Derrière cette programmation, une machinerie technique complexe que pilote Carole Kohen grâce à Playtime. Formant ainsi une sorte d’équipe de directeurs techniques qui travaillent tantôt ensemble, tantôt en se transmettant les projets afin de renouveler les regards ; une façon de rompre avec la solitude inhérente au métier, surtout hors structure permanente, tout en mutualisant bureaux et outils. Carole Kohen connaît bien le lieu : elle y intervient depuis 2005, d’abord en régie d’accueil. À ses côtés, une équipe resserrée : un directeur adjoint en charge des questions très techniques liées aux compagnies, une régisseuse générale et son adjointe qui gèrent la logistique avec le Grand Palais (distribution électrique, ménage, sécurité, accueil, billetterie) ainsi que des intermittents plateau, costumiers et habilleurs. Du côté du son et de lumière, comme la direction technique elle-même, les prestataires font l’objet d’appels d’offre publics. Si le son reste le défi le plus redoutable (lire l’article de François Vatin dans le dernier numéro de la Revue AS)(1), la verrière imposant ses propres contraintes acoustiques, le prestataire De Préférence a remporté le marché et se veut le spécialiste de ces problématiques.

 

Direction technique d’événements hors lieux dédies

Playtime est une structure fondée par Carole Kohen, Antoine Cochain et Nicholas Champion après de nombreuses éditions de la Nuit Blanche ou le Festival Paris l’été.

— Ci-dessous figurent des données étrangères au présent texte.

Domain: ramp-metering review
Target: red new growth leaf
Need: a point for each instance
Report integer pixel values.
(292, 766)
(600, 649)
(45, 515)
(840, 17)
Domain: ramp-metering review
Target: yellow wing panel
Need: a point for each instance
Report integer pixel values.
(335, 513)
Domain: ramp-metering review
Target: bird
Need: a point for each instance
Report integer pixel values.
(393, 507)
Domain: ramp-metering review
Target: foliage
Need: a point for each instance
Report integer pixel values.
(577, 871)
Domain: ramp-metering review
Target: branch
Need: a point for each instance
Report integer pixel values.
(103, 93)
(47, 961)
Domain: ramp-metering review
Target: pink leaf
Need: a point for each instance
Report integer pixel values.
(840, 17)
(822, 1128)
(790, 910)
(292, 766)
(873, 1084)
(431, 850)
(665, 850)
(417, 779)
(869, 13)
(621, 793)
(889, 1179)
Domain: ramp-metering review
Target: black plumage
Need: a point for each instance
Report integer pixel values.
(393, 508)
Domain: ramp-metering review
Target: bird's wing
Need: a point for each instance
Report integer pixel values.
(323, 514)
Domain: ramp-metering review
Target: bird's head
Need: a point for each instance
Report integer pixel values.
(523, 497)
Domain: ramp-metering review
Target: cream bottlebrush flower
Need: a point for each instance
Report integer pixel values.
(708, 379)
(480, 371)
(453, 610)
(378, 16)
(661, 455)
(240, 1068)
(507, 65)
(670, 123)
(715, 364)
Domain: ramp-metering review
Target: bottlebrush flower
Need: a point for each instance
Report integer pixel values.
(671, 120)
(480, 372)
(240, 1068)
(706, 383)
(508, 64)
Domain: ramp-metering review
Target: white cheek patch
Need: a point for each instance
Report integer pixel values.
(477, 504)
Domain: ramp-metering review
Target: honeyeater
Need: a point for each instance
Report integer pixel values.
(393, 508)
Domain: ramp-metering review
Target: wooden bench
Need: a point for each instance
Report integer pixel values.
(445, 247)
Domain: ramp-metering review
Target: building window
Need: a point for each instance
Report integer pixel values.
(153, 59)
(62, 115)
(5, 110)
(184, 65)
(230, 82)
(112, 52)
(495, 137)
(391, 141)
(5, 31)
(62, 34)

Les lieux extérieurs ou non dédiés sont une des spécialités. Si elle réaffirme que la liberté artistique reste la motivation, une réalité de plus en plus pesante ne cesse de contraindre les choses, comme la multiplication des contraintes de sécurité. Les travaux du Grand Palais n’étant encore pas figés au moment de l’incendie de Notre-Dame, la Préfecture a durci ses exigences pour les établissements recevant du public et il se dote désormais d’un BAES tous les mètres, d’interdiction de fumée avec détecteurs omniprésents. L’arrêté de juillet 2022 sur les OPOS est venu alourdir encore davantage la charge administrative. Elle résume : “Nous passons un temps considérable à faire des dossiers, des notes, des demandes, des notes de calcul. Trouver le temps de bien répondre aux exigences de l’artistique tout en restant dans le cadre réglementaire, avec un budget serré, c’est là que se situe la vraie difficulté aujourd’hui”. Chez Playtime, on revendique désormais un dédoublement de rôle : un directeur technique dédié à la partie administrative et réglementaire, un adjoint concentré sur l’accueil artistique des compagnies préservant ainsi la qualité de leurs services.